[RFC PATCH 0/6] sched: uclamp sum aggregation

From: Hongyan Xia
Date: Wed Oct 04 2023 - 05:05:27 EST


Current implementation of uclamp leaves many things to be desired.
There are several problems:

1. Max aggregation is fragile. A single task with a high UCLAMP_MAX (or
with the default value, which is 1024) can ruin the previous
settings the moment it is enqueued, as shown in the uclamp frequency
spike problem in Section 5.2 of
Documentation/scheduler/sched-util-clamp.rst. Constantly running at
1024 utilization implies that the CPU is driven at its max capacity.
However, with UCLAMP_MAX, this assumption is no longer true. To
mitigate this, one idea is to filter out uclamp values for
short-running tasks. However, the effectiveness of this idea remains
to be seen.

2. No way to differentiate between UCLAMP_MAX throttled CPU or a CPU
running at its peak, as both show utilization of 1024. However, in
certain cases it's important to tell the difference, as we still want
to take the opportunity to enqueue tasks in the former case.

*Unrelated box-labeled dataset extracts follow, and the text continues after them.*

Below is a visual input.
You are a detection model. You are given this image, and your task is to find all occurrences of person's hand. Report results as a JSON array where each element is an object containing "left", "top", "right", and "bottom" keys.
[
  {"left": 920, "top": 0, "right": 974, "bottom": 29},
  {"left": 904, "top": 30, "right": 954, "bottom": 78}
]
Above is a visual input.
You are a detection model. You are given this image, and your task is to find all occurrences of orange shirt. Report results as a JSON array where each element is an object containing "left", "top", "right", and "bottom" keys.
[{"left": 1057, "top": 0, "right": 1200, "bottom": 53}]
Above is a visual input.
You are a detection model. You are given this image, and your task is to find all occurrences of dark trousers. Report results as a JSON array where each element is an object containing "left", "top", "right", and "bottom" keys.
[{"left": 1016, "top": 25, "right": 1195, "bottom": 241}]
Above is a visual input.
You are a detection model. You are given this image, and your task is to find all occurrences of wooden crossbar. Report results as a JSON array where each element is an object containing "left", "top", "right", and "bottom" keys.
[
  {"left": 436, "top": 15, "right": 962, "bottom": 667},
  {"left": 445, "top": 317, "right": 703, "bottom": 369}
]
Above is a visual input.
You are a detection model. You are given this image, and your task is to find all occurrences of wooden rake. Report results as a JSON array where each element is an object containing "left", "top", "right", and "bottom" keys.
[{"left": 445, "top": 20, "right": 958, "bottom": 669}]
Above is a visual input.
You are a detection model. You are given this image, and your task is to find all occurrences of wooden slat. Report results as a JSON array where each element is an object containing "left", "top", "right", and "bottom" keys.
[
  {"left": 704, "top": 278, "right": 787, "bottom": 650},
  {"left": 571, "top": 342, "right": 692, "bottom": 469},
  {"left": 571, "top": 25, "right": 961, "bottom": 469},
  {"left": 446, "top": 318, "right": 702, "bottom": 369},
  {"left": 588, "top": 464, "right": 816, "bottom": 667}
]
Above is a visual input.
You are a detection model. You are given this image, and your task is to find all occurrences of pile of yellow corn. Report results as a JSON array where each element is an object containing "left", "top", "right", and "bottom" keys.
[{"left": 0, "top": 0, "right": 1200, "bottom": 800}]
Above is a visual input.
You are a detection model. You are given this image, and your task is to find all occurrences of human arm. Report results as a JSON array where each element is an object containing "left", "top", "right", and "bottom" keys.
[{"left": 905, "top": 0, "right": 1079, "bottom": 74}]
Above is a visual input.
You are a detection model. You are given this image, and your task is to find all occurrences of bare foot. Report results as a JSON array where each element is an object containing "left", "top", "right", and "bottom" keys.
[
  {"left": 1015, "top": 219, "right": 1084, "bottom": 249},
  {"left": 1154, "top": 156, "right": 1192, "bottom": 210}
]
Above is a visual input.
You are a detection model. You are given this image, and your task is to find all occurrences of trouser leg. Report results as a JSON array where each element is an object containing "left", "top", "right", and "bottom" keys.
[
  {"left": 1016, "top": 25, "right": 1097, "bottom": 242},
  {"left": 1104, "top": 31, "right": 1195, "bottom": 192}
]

It's also debatable whether uclamp should be a frequency hint. An
example is a system with a mid CPU of capacity 500, and a little CPU
with capacity 100. If we have 10 tasks with UCLAMP_MIN of 101, then
util_fits_cpu() will schedule them on the mid CPU because feec()
thinks they don't fit on the little, even though we should use the
little core at some point instead of making the mid even more crowded.
Of course, this in reality doesn't happen because of other mechanisms
like load balancing, but it's also not good when other mechanisms can
cancel the effect of uclamp in feec(). A CPU running at capacity 500 for
1ms or for 1000ms gives completely different performance levels, so
trying to fit only the frequency does not give us any performance
guarantees. If we then talk about not only running at some frequency but
also for some amount of time, then what we really mean is a capacity
hint, not a frequency hint.

It's even worse when the tasks scheduled on the mid CPU also have
UCLAMP_MAX values. In the previous example, instead of running at 500, a
single UCLAMP_MAX, assuming it's 110, can make the mid CPU run at a much
lower frequency than 500, so it is then a really bad decision to honor
the UCLAMP_MIN frequency hint and place it on the mid CPU, instead of
running it on the little CPU which is less crowded, and has pretty much
the same capacity (100 vs 110) anyway.

This series attempts to solve these problems by tracking a
util_avg_uclamp signal in tasks and cfs_rq. At task level,
p->se.avg.util_avg_uclamp is basically tracking the normal util_avg, but
clamped within its uclamp min and max. At cfs_rq level, util_avg_uclamp
must always be the sum of all util_avg_uclamp of all the entities on
this cfs_rq. As a result, cfs_rq->avg.util_avg_uclamp is the sum
aggregation of all the clamped values, which indicates the frequency
this rq should run at and what the utilization is.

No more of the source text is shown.